I can see that $A^+A$ and $AA^+$ are matrices that project onto the column and row space respectively.

But

(i) where does the $A^+$ figure into the calculation, because those answers are not A matrix-multiplied by $A^+$ or $A^+$ matrix-multiplied by A?

(ii) if $A^+$ isn't used to find the last two answers, why calculate it in the first place, what purpose does it serve? I could just find the column and row space basis vectors by other methods and construct those last two answers accordingly.

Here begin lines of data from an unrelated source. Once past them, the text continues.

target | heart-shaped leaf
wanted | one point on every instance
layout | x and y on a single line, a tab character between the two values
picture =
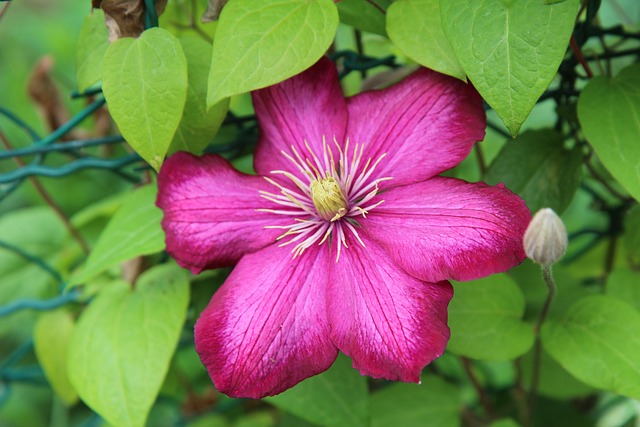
485	320
415	28
123	343
510	49
597	341
260	43
144	81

(iii) why are those answers given in the form that they are? wouldn't $A^+A$ be just as good given as

$$A^+A = \begin{bmatrix}1 & 2\\2 & 4\end{bmatrix}$$ ?

2. Dec 15, 2015

### Greg Bernhardt

Thanks for the post! This is an automated courtesy bump. Sorry you aren't generating responses at the moment. Do you have any further information, come to any new conclusions or is it possible to reword the post?

3. Dec 16, 2015

### Hawkeye18

Matrix $A^+$ was computed using singular value decomposition.
You are asked how the fundamental subspaces of $A$ and of $A^+$ are related.
(i) Check your calculations, the given matrices are exactly $A^+A$ and $AA^+$;
(ii) This is a way to check your results. According to the theory $A^+A$ and $AA^+$ give you orthogonal projections onto row and column spaces of $A$ respectively (in fact, these conditions define $A^+$ uniquely), so computing these projections using other methods you can check your answer.
(iii) your formula for $A^+A$ is wrong, how did you get it?

4. Dec 16, 2015

### kostoglotov

I thought A dagger was just 1/50 of A, but it's not, it's 1/50 of A transpose. Even after doing the SVD calculations, somehow this misapprehension snuck in.

Just a bit of blindness Matlab confirms.